Quand la compassion multiplie les pains



"Attentats du 13 novembre: plus de 2 500 victimes indemnisées à ce jour" : si, si, ce sont les chiffres - provisoires, il va s'en dire, tant la santé est un état précaire qui ne présage rien de bon - fournis par le Fonds de garantie des victimes des actes de terrorisme. 

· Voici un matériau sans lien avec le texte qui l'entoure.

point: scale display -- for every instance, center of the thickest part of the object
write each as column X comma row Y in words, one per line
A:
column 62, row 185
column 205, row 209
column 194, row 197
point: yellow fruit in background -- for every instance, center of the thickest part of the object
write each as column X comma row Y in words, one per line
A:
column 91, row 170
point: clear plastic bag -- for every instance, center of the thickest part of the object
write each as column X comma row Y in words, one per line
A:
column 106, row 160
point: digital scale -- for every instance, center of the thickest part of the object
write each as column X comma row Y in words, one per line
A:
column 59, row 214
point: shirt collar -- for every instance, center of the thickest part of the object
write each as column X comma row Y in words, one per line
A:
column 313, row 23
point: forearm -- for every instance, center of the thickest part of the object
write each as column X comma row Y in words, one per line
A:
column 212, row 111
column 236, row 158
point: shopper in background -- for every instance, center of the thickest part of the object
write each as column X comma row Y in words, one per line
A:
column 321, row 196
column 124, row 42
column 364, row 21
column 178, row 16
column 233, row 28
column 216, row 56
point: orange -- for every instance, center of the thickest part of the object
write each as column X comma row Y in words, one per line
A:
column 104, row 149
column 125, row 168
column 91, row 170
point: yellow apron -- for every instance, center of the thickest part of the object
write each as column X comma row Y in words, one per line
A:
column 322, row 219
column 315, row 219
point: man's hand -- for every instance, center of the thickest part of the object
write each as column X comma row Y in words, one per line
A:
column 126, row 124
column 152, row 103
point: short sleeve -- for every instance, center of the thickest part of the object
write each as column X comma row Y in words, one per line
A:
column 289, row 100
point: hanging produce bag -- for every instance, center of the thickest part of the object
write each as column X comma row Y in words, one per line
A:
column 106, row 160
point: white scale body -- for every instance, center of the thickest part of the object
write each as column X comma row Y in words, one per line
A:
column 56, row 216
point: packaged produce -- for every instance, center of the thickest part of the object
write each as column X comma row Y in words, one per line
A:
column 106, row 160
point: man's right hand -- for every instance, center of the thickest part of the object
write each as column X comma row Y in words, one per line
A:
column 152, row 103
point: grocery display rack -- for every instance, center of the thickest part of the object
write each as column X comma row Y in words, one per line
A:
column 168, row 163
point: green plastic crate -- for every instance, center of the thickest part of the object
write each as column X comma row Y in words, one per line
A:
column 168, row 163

Parmi elles :"1 218 victimes blessées psychiquement, 576 victimes blessées physiquement et 758 proches des victimes décédées". Comment douter du sérieux du FGVAT (sic) puisqu'il précise que 331 demandes ont été rejetées, "car elles émanaient de personnes qui n'étaient pas présentes sur les lieux des attentats, et ne remplissaient donc pas les conditions permettant de bénéficier d'une indemnisation" et "sept cas de fraudes ont été jugés par les tribunaux" ?

En 2016, le bilan officiel des attentats s'élevait à 130 morts et 413 blessés hospitalisés. Mais, dès l'année précédente, à la suite de ses auditions, la commission d'enquête parlementaire française avait estimé à 4 000 le nombre de victimes physiques et/ou psychologiques.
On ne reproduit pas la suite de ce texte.